As I began looking for something to not make me feel empty, something to make me feel like this is where I belong, I realized that by looking at porn there wasn’t a real connection. I then ventured into online chat rooms and communities. Using the chat features of those dating sites, I would message those who appeared to be interested in dominating guys and that is when I started to find something that really excited me. I had live interaction with these people now. They would reward me with pictures or videos and I would send humiliating pictures of videos of myself back. I never did anything as extreme as the things I watched in porn movies, but this real interaction added a whole new layer onto my submissive tendencies. Although as time went on, the chat room activity would die down or all of the regulars would join a new site and I was back to feeling lonely.
I would then search the internet for more chat sites, preferentially those related to fetishes / kink / domination and submission. Yet I couldn’t find any (maybe my Google search skills aren’t that great). So, I went back to the original online chat I would frequent and would just keep browsing to see who would pop into the chat. When I least expected it, someone messaged me. The person was very quick and direct to the point. We exchanged what things we were into and then I heard about a new fetish. The person messaging me said they were into financial domination. Inquisitively, I implored as to “what is that?”. While my chat window showed that this dominant and interesting individual was typing, I searched it on Google. What is financial domination?

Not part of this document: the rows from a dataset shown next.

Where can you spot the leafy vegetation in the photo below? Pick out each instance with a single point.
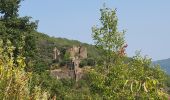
(26, 57)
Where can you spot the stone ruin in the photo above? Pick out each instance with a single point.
(56, 55)
(77, 53)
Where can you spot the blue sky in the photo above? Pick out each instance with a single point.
(147, 22)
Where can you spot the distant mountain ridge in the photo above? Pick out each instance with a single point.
(165, 64)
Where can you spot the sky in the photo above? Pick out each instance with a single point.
(147, 22)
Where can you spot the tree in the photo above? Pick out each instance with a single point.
(136, 79)
(19, 30)
(107, 37)
(9, 8)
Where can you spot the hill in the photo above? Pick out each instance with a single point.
(165, 64)
(46, 44)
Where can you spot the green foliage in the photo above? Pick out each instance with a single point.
(19, 30)
(107, 37)
(134, 80)
(14, 81)
(9, 8)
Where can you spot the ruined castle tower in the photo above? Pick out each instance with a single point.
(56, 54)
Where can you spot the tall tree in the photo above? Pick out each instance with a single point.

To my shock, I found so many articles and sources related to this topic. I learned that there are submissive men (much like myself) who give up their hard earned money to pamper, tribute, and worship their dominant counterparts. It seemed ridiculous to me at the time and I figured who would be crazy enough to do such a thing. I have a high paying job and would never consider giving a stranger money over the internet. As I heard the pinging sounds that the person I was chatting with was sending me instant messages, I returned to the chat window. The dominant and powerful person I was talking to seemed so convincing as to what was expected of me. I secretly became turned on by all of this, but in my fear of it becoming a reality, I closed out and left the chat.